Cordilleran Section - 101st Annual Meeting (April 29–May 1, 2005)

Paper No. 3
Presentation Time: 2:00 PM

THE POVERTY HILLS, OWENS VALLEY, EASTERN CALIFORNIA: TRANSPRESSIONAL UPLIFT OR LONG-RUNOUT ROCK AVALANCHE?


BISHOP, Kim M., Department of Geological Sciences, California State Univ, Los Angeles, 5151 State University Drive, Los Angeles, CA 90032, kbishop@calstatela.edu

The Poverty Hills constitute a 5 sq km outcrop of Paleozoic metasedimentary and Mesozoic plutonic rocks situated near the axis of the alluviated Owens valley. Two models have been advocated for the origin of the hills. The first model suggests that the hills are a transpressional uplift created by movement along the Owens Valley fault. The second model proposes that the hills are a long-runout rock avalanche deposit derived from the nearby mountains. It is argued here that the rock avalanche model best fits the geology.

In the transpression model, the Poverty Hills constitute a bedrock uplift caused by convergence where the Owens Valley fault steps leftward 3 km from a fault segment southeast of the hills to the Fish Springs fault northwest of the hills. Although superficially attractive, a major problem for the model is that offset of a cinder cone cut by the Fish Springs fault indicates pure dip-slip motion. There is thus no structural reason for the existence of the western part of the Poverty Hills under the transpression model.

In the landslide model, the hills are a long-runout rock avalanche deposited on Owens Valley alluvial fill. The main evidence for the model is the fact that much of the the rock comprising the Poverty Hills is brecciated in a manner common to long-runout rock avalanches. Along Tinemaha Road, where many of the best breccia exposures occur, brecciated Paleozoic metasedimentary beds have been distorted and contorted by cataclastic breccia flow. At other outcrops scattered across the hills, jigsaw and crackle breccia textures are common. Another line of evidence for the landslide model is the presence of a closed depression on the upper surface of the hills. This feature might be a remnant of hummocky topography formed during during landslide emplacement. The most likely source of the landslide appears to be the Inyo Mountains and the slide is at least several hundred thousand years old.

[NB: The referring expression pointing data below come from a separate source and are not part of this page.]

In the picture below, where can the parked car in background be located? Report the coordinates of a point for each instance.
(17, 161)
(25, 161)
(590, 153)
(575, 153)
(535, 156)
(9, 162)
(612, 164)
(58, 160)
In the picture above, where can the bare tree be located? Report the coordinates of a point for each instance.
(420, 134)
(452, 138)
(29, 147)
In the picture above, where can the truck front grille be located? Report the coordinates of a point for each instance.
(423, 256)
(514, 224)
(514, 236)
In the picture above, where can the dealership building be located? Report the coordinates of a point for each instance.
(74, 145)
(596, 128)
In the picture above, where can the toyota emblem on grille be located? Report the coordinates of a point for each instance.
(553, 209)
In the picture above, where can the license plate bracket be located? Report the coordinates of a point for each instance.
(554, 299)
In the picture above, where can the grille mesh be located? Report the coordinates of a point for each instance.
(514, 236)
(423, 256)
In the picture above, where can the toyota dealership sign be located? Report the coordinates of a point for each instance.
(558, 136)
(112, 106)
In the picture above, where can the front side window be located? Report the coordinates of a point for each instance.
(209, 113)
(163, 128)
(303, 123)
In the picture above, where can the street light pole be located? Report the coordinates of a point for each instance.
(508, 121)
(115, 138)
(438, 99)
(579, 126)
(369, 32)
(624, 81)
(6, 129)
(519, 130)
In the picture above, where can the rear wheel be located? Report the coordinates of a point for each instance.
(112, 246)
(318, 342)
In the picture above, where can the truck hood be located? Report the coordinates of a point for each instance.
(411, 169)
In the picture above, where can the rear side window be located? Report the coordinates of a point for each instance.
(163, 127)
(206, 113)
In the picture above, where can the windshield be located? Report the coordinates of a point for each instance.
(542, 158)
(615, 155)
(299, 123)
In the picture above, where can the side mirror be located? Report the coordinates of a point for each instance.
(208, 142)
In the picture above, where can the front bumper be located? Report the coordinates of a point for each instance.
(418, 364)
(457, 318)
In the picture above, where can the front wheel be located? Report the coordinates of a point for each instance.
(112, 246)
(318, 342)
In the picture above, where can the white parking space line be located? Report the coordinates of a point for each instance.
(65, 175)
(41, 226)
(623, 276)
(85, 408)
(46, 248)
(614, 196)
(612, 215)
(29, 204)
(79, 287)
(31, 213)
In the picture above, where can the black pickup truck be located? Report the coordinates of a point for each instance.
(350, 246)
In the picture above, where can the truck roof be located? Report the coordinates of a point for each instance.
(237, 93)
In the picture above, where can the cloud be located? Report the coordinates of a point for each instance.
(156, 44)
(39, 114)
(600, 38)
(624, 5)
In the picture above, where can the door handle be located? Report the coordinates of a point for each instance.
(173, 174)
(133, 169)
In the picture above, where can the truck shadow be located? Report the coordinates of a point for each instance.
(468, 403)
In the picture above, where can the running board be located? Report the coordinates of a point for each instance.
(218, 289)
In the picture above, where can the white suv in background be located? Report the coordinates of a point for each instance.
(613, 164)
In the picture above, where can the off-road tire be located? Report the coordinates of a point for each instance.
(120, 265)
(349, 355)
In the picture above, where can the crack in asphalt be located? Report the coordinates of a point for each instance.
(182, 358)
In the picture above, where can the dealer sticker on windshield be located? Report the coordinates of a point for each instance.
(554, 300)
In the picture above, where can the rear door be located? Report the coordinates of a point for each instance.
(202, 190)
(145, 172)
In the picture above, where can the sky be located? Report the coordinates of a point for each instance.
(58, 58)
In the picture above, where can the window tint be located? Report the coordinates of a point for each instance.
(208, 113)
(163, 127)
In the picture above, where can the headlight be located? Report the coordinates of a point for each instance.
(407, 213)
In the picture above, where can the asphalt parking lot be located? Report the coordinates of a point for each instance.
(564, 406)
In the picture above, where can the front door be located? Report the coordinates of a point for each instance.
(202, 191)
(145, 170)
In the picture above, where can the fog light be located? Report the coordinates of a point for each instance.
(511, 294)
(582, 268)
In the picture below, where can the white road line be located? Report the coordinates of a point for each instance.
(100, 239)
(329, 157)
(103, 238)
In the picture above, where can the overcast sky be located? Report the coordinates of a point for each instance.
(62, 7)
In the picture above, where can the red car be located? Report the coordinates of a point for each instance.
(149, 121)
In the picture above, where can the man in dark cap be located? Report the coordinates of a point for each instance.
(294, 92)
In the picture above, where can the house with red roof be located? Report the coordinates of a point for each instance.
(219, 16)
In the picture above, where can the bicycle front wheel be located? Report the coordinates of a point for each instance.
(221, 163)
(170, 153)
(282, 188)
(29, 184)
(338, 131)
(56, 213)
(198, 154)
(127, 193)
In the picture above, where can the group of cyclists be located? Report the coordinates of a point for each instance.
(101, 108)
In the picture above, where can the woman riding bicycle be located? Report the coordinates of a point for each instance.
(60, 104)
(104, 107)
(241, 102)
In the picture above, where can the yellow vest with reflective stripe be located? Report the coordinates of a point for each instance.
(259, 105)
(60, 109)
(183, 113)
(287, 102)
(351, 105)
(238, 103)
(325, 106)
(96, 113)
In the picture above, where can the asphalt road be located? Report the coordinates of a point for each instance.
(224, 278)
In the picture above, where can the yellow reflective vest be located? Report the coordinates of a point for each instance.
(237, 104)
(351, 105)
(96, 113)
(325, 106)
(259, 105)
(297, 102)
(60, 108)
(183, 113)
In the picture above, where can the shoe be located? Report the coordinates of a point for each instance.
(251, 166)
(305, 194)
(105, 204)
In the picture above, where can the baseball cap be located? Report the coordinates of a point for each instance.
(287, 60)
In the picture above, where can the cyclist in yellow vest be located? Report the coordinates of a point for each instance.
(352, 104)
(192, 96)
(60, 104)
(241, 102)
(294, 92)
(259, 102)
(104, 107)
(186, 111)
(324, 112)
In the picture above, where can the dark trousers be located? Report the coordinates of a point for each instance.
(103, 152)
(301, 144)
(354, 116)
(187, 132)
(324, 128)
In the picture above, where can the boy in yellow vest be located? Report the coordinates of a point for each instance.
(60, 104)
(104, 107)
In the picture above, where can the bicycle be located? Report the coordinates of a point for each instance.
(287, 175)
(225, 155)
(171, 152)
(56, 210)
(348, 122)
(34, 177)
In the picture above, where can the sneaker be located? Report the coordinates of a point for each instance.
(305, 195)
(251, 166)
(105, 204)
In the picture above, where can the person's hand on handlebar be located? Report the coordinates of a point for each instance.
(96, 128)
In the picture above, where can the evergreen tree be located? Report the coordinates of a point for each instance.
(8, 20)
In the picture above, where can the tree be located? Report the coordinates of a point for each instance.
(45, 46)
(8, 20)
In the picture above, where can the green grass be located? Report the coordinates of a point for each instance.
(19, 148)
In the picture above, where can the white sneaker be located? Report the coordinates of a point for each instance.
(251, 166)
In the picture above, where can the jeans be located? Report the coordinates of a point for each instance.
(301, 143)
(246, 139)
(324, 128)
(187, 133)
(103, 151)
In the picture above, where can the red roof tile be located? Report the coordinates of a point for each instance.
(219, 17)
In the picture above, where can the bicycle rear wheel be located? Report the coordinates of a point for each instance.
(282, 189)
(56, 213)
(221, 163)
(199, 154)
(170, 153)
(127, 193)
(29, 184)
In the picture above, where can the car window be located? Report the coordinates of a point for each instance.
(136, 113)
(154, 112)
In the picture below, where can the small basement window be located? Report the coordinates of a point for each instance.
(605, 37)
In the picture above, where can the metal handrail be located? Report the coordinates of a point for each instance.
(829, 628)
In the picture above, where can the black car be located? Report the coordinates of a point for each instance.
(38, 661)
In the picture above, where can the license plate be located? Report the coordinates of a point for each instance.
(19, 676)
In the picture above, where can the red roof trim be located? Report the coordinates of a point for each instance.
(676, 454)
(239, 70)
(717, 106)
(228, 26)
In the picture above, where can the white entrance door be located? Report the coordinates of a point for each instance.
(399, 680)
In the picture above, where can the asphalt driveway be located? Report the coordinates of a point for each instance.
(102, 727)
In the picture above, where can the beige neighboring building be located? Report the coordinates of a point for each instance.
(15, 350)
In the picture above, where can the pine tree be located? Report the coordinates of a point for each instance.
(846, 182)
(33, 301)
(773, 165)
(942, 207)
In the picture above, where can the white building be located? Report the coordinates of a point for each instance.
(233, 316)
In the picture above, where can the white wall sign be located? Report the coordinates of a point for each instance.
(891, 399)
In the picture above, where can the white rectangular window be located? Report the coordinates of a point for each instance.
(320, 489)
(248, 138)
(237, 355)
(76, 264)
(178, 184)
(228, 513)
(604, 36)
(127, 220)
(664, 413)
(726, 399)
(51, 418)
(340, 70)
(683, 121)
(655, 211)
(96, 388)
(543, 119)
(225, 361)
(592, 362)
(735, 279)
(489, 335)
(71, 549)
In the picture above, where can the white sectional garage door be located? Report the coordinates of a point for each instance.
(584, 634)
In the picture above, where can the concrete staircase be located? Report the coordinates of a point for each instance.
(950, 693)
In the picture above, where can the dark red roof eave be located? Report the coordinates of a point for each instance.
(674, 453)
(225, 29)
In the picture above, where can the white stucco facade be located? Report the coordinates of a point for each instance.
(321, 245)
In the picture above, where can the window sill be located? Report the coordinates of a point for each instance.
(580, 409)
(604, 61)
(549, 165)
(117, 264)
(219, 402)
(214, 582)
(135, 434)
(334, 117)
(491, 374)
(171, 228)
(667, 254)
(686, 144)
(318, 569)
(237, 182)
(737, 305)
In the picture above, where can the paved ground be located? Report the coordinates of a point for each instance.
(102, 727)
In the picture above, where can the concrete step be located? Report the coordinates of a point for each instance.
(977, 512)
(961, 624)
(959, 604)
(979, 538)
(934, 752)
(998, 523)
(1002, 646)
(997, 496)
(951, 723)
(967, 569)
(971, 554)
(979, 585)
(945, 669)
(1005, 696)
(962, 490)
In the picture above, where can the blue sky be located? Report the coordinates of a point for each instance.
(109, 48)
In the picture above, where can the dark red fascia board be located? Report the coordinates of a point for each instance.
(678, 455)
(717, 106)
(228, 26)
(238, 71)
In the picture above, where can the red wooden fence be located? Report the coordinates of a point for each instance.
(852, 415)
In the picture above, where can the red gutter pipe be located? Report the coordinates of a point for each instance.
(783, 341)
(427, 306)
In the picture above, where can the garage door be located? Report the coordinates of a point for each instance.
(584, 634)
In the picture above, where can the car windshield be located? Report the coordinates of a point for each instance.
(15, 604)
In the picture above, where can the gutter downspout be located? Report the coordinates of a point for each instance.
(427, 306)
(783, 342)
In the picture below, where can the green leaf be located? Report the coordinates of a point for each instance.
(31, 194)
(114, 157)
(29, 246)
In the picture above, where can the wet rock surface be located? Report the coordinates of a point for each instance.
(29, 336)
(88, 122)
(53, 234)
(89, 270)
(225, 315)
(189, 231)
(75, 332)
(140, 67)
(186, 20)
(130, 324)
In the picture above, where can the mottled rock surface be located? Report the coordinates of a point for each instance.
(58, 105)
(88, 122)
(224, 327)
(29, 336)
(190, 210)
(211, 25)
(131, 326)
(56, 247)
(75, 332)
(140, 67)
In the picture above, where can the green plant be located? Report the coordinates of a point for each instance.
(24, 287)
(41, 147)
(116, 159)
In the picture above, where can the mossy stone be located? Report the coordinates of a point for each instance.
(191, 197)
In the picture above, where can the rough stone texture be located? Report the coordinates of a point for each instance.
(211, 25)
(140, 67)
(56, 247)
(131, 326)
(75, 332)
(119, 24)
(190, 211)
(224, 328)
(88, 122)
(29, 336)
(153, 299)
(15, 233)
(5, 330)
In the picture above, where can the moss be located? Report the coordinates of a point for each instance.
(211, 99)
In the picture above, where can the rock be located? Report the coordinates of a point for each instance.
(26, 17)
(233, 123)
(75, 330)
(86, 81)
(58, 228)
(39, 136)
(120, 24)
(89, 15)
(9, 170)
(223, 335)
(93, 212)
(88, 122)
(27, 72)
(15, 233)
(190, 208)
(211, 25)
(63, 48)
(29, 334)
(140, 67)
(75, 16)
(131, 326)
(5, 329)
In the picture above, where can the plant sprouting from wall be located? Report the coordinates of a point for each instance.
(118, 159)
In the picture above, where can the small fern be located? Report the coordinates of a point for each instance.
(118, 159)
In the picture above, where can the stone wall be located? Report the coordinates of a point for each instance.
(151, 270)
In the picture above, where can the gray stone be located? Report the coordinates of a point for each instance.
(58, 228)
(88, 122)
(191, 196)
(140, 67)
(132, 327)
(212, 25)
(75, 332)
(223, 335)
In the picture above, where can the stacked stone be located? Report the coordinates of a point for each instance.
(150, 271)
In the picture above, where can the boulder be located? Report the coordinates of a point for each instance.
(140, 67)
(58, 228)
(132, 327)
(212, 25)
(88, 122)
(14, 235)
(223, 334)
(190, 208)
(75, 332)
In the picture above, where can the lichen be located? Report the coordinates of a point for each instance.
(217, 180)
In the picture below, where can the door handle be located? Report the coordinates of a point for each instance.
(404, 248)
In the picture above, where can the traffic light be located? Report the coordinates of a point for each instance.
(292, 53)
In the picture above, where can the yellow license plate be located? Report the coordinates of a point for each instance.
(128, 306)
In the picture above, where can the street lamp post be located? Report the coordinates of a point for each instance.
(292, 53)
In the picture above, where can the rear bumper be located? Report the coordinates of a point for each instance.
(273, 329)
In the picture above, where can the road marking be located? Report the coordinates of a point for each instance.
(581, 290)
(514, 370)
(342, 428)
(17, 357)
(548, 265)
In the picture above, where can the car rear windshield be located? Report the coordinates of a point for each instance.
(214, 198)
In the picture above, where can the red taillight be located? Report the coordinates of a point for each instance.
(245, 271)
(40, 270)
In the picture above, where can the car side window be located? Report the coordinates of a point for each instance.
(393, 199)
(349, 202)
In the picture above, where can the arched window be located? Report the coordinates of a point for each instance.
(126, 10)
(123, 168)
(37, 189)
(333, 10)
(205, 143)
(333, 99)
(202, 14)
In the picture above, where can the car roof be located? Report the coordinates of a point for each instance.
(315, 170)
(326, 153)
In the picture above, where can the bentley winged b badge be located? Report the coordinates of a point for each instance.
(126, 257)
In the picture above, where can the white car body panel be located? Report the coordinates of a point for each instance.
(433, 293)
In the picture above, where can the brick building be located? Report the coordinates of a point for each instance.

Recognition of the Poverty Hills landslide allows re-interpretation of Owens Valley fault zone kinematics. Regional right-lateral shear might transfer from the Owens Valley fault to the White Mountains fault zone near the latitude of the Poverty Hills, leaving the possibility that the entire Big Pine segment of the Owens Valley fault is a pure dip-slip fault.